Trying to decide rather I need to seal the wood with anything
Before installing the tolex. Planning on regular Welwood Contact
Cement. As I recall used 50/50 denatured Alcohol and shelak to seal
A cab for real Tweed.
Any experienced regular tolex installers out there with a word on this?
Platefire
I do a lot of tolex. I will explain how I do it. I use DAP contact cement and as was said, I coat the bare wood and let it dry. I do this in-front of a window in my shop with a fan drawing the fumes outside. The stuff will linger for a few days if I don't and it will give me a headache.
Then I wrap the tolex with no glue and mark it where I want an overlap seam. Around a head box I do a single seam with a 1/2 overlap. I mark where I plan to begin with a square and pencil on the headbox. If I am planning to use corner covers, I put the seam to the left bottom edge for no particular reason other than when I install rubber feet they cover the seam front and back and only leave a small area that could get pulled open. I cut the tolex width 4" wider than the head giving me about 1-1/2" to glue inside. Starting at the bottom and all the way around bringing the seam over last making the seams slit.
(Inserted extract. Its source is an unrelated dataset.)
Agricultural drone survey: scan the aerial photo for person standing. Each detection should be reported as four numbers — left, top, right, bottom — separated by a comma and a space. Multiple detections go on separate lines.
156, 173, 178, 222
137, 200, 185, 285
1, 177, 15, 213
I have a large table I work on so I can lay the tolex. Applying contact cement will cause the tolex to stretch when applied, so do not cut your corners until last. Just before I am ready to apply the initial wrap I apply a liberal amount of DAP to the tolex and fire up my heat gun. Careful as the stuff is flamable so my heat gun is on low. I align the edge with the pencil mark and put 4 or 5 staples to hold it. I heat the tolex some while wrapping and I do this quickly to get around. Then I simply keep heating and pulling until I see the corners begin to make an impression. I will end up with an overlap of about 3/4" as the tolex will stretch. I also remove the staples so the overlapping tolex glues well.
Then using a rag full of ice, I wipe the tolex cooling it, place weights on the seam and then I leave it alone to dry. Usually till the next day. When it drys it will be tight.
Corners, if round-over square and not a slanted fender face, I only make one slit at each corner and it is aligned with the inside of the sides. I glue the sides in first and they will wrinkle some in the corner, but if you heat them a little you can work all of them out. This is where the time is spent.
Once I make it here all that is left is to glue the top and bottom in. To get a nice finish, I use a small block of wood to work around the edges pulling the tolex to the inside.
If you plan to tolex the front with the cutout you can simply pencil your cutout on the back of the tolex. Use an exact knife and lightly cut the outline and remove the cloth backer being careful to only fut the cloth. If you have never done this, practice a couple of times on scrap. It is very easy to glue intricate cutouts if the tolex fabric is removed. It also helps to paint the board the same color around the tolex if you have matching paint in case you mess up and have a small gap, but you shouldn't if you cut allowing you depth thickness. As you pull the tolex to the inside simply cut points as you work around.
You could use white LED's around the inside of the cutout countersinking them to keep the back surface flat and install a mirror over the LED's and behind the cutout. This makes a dramatic glow looking like it is beaming out in every direction.
Anyway, there are easier methods, but I have found this to work best for me. I end up with it looking like it was Vacuum applied.
I have a good friend who does custom automobile interior who showed me how to do this. This is also another great way and how I used to do it. I dropped it off to him and picked it up in a few days.